Following a Lead Sheet
In most performance situations, guitarists aren’t given a score that includes all their parts note-for-note. Instead, they receive a lead sheet or chord chart, which is a condensed version of the music with all the basic information necessary for a band to play the song together. As you work with a lead sheet, pay attention to its most important details:
The key: If you understand how to read key signatures, you can determine the key that way. Many guitarists simply glance at the chords and get an idea of the key.
For example, if you see a chord progression like G–D–Em–C, you should immediately recognize it as I–V–vi–IV in the key of G. When oriented in the proper key, you comp with corresponding chords and scales. Be sure to work out a few scale patterns to use before starting the song.
The chord progression: Most songs have sections that follow a repeated grouping of chords called a progression. Identify the song’s intro, verse, chorus, and bridge chord changes and rehearse them prior to the beginning so that each section is familiar to you when it comes up.
The riff or melody: This is often where some basic sight-reading is useful. Some lead sheets notate important parts that should be played as written. If there is a particular hook that needs to be played on guitar, work it out ahead of time. When push comes to shove, take a brief moment during rehearsal to ask another instrumentalist, like a pianist, to read and play the part for you so that you can copy it by ear, if that’s how you learn best.
The form: The form of a song is the order of its individual parts. The band needs to transition section to section perfectly in sync. There’s no time to look around and try to figure out where you’re at!
This is the primary purpose of a lead sheet, to keep all band members on track as they progress through a song. Of utmost importance is following endings, repeats, and cues to skip to other sections, like codas. You should know where you are and where you’re going next at all times. Tap your foot, count through each measure, pay attention to the chord changes, and follow the form. If your chart also includes lyrics, use the words to stay on track.

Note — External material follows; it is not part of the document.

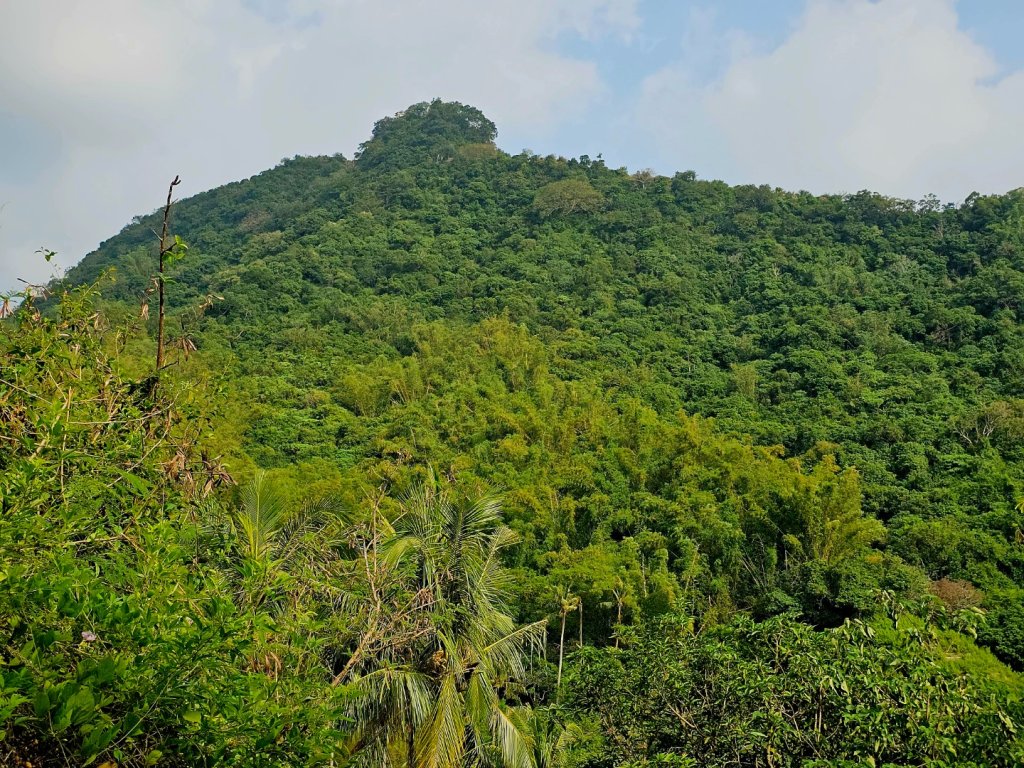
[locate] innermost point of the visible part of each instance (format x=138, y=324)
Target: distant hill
x=562, y=330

Rhythms: When it comes to rhythm, you want to identify on which beats the chords change. You may have the progression memorized, but if you didn’t bother to notice how long to play each chord, or at what point during a measure to change chords, you’re going to derail.

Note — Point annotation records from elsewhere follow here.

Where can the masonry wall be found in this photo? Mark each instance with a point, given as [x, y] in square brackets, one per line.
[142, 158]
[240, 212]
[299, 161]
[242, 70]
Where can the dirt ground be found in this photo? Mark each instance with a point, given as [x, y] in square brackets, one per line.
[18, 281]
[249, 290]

Occasionally, there are moments when it’s critical to play a very specific rhythm, perhaps a point when the whole band rests or accents together. Sometimes the chord changes are accompanied with a sample rhythm that merely serves as a suggested example on how you should comp the chords, and other times it’s critical to play a rhythm exactly as notated. Know the difference!
Dynamics and performance notes: Pay attention to any added information written in the lead sheet that indicates how and when you should play. For example, piano means soft and forte means loud. Guitar out is a good indication that you shouldn’t be playing! Crescendo (<) and diminuendo (>) symbols signify to get louder and softer. The words guitar solo signify to let ‘er rip! Some lead sheets even tell you whether a guitar part should feature distortion or a particular effect.

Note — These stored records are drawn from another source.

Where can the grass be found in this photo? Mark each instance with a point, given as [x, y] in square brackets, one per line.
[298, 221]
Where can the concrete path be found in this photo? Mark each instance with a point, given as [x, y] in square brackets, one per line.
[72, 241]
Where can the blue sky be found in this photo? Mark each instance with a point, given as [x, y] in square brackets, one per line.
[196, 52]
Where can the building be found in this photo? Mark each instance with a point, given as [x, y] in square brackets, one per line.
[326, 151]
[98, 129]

Listening to the recording: Just because you’re handed a lead sheet doesn’t mean that you must rely solely on it. You may pick up on a song’s groove, parts, and form better by listening to it first.
Recordings are also helpful for double-checking the lead sheet for errors and discovering any aspects of the performance not notated. When you notice differences, write them down on your lead sheet and discuss them with the band.